Todo tú en juego - San Mateo 10, 37-42 -
Quien ama a su padre o a su madre, a su hijo o a su hija más que a mí, no es digno de mí.
Una exigencia que parece inhumana, que choca con la
belleza y la fuerza de los afectos, que son la primera felicidad de esta vida,
lo más cercano al absoluto, aquí abajo, entre nosotros.
Jesús nunca engaña; quiere respuestas meditadas,
maduras y libres. No enseña ni el desamor, ni una nueva jerarquía de emociones.
No le quita amores al corazón hambriento del hombre, sino que añade un «algo
más», no una limitación, sino una potenciación.
Jesús nos nutre de traspasos de límites. Como si
dijera: Tú sabes lo bonito que es dar y recibir amor, lo mucho que cuentan los
afectos de tus seres queridos para poder sentirte bien; pues bien, yo puedo
ofrecerte algo aún más bonito.
Nos recuerda que para crear la nueva arquitectura del
mundo se necesita una pasión tan fuerte como la de la familia. Está en juego la
nueva humanidad. Y así ha sido desde el principio: por eso el hombre dejará a su
padre y a su madre y se unirá a su mujer (Gn 2,24).
Abandono, por la fecundidad. Padre y madre «menos amados», dejados por otra existencia, es la ley de la
vida que crece, se multiplica y nada la detiene.
Segunda exigencia: quien no tome su cruz y no me
siga.
Ante todo, no identifiquemos, no confundamos la cruz
con el sufrimiento. Jesús no quiere que pasemos la vida sufriendo, no desea
crucificados a su servicio: hombres, mujeres, niños, ancianos, todos clavados
en sus propias cruces.
Quiere que sigamos sus pasos, yendo como Él de casa en
casa, de rostro en rostro, de acogida en acogida, tocando llagas y partiendo el
pan. Gente que sepa amar, sin medias tintas, sin contar, hasta el fondo.

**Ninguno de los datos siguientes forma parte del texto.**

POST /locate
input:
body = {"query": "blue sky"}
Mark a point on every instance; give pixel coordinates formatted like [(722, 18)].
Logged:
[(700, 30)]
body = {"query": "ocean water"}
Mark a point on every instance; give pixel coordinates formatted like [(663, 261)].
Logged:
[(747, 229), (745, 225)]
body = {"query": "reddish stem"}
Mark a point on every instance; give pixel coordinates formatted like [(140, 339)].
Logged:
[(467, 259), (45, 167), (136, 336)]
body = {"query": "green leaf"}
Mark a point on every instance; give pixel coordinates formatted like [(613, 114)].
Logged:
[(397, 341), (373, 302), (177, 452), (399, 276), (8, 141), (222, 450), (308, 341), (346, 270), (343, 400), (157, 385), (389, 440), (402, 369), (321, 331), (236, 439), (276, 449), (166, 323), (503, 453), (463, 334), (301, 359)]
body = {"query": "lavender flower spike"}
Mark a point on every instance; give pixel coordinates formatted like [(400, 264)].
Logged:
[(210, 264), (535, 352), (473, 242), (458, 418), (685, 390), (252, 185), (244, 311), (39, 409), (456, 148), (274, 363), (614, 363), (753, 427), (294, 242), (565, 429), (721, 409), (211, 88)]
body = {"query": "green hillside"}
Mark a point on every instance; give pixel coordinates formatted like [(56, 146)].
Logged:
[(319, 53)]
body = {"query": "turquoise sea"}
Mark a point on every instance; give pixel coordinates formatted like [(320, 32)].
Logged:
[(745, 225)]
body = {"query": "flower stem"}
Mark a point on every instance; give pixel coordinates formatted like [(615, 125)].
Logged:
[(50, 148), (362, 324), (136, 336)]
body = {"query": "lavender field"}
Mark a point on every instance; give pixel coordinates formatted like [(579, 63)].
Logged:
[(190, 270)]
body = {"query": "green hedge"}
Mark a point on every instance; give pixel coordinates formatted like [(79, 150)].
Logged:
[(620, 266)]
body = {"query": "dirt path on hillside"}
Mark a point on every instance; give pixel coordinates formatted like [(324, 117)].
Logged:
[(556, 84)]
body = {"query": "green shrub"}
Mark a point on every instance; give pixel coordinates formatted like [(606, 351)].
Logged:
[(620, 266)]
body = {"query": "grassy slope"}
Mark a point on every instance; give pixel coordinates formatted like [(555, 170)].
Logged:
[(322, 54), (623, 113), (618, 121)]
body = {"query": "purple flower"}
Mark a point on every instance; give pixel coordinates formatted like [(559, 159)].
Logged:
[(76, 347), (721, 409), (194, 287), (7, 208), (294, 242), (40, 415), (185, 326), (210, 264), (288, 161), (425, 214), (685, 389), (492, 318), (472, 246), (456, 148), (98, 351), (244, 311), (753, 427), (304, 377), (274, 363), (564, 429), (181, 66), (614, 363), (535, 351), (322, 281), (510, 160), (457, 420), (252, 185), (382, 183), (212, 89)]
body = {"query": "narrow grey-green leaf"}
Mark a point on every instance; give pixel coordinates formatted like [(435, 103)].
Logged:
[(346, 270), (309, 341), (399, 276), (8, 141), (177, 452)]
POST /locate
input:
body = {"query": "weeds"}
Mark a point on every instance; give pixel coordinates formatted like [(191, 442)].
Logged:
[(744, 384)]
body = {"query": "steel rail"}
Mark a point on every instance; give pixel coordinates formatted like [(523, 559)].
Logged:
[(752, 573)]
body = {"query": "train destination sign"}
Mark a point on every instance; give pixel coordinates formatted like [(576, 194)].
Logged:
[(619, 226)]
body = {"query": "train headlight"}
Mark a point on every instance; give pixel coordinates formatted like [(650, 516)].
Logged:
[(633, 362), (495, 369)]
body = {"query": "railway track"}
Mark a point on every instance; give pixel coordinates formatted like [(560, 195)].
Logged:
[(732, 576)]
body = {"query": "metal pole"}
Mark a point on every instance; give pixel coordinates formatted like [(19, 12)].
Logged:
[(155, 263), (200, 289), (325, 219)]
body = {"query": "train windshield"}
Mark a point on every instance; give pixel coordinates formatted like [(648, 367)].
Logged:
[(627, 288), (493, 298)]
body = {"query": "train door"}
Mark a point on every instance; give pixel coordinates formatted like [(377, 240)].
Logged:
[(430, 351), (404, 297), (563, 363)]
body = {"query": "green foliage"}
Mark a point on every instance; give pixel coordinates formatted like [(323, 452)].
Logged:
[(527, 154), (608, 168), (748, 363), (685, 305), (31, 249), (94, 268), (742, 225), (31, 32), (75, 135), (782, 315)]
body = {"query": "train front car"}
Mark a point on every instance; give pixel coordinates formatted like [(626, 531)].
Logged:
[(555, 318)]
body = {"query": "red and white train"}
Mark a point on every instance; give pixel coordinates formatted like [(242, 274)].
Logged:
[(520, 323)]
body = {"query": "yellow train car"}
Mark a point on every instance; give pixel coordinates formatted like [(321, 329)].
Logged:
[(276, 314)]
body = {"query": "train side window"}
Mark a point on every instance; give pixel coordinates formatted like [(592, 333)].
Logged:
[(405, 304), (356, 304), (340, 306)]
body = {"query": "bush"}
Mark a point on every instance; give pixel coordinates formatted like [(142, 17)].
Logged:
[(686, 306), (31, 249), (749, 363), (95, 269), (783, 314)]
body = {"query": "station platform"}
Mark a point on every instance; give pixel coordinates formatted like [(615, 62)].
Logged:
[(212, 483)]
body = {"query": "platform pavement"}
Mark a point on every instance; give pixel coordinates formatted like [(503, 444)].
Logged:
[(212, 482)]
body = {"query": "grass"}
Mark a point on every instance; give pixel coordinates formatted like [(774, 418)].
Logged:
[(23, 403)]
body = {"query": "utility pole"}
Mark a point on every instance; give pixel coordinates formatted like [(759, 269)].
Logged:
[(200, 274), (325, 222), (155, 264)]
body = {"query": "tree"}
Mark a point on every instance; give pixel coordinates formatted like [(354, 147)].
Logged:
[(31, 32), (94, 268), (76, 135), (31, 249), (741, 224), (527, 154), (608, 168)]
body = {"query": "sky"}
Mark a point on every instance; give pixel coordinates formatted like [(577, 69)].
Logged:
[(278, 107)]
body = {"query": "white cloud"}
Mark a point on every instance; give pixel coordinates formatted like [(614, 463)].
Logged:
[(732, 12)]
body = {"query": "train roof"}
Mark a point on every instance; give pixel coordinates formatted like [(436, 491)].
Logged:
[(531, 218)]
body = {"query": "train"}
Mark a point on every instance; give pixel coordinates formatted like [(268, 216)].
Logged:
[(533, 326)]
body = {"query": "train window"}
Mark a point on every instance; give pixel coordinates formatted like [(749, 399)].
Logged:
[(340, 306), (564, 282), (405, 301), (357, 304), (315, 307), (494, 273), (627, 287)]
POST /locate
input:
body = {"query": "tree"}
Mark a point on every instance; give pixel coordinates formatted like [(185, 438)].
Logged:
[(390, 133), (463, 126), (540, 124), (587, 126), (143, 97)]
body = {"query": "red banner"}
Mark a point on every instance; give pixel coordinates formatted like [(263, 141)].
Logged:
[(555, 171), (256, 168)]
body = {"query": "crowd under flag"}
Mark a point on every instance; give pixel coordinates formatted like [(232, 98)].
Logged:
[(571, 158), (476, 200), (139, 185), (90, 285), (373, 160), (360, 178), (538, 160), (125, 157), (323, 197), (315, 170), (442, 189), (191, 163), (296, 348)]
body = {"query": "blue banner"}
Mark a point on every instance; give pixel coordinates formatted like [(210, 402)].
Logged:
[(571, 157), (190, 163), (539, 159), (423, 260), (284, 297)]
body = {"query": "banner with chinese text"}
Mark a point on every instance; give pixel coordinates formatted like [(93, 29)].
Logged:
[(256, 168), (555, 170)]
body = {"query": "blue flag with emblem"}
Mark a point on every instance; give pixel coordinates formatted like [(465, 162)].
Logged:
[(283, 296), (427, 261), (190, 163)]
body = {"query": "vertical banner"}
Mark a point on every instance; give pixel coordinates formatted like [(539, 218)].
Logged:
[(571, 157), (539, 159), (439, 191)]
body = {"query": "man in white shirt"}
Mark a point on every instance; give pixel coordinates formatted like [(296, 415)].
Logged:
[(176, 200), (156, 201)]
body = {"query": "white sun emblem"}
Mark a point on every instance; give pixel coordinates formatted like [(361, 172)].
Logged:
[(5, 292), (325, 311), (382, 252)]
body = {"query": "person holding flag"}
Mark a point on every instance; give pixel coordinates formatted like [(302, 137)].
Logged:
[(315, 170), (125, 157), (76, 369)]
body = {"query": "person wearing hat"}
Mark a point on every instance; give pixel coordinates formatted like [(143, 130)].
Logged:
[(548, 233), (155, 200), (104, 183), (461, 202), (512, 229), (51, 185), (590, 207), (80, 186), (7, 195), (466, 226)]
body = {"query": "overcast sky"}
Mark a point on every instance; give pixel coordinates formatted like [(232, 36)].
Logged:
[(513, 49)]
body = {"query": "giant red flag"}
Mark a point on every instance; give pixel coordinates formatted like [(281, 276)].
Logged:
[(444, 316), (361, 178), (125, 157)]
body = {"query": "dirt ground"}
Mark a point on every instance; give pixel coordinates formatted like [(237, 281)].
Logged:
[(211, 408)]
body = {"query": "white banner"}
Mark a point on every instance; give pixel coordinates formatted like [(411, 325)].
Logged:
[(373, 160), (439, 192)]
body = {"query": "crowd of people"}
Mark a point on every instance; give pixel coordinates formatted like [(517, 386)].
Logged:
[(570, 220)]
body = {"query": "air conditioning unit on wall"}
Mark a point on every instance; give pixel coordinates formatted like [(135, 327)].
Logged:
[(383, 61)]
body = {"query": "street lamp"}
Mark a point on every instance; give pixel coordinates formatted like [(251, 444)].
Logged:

Quien pierde su vida, la encuentra. Juego verbal entre perder y encontrar, una paradoja
vital que está seis veces en boca de Jesús. Entendamos: perder no significa
dejar escapar la vida o perderse, sino dar, activamente. Como se hace con un
regalo, con un tesoro gastado gota a gota.
Al final, nuestra vida solo es rica en lo que hemos
regalado a alguien.
Por pequeño que sea: quien haya dado aunque solo sea
un vaso de agua fresca, no perderá la recompensa. ¿Cuál? Dios no recompensa con
cosas. Dios no puede dar nada menos que a sí mismo. La recompensa es Él.
Un vaso de agua, una nimiedad que incluso el más pobre
puede ofrecer. Pero hay un toque especial, propio de Jesús: debe ser agua
fresca, buena para el gran calor, la mejor agua que tengas, casi un agua
cariñosa, con el eco del corazón en su interior.
Dar la vida, dar un vaso de agua fresca, resume la
extraordinaria pedagogía de Jesús.
El Evangelio está en la Cruz, pero todo el Evangelio
está también en un vaso de agua fresca. Con el corazón en su interior.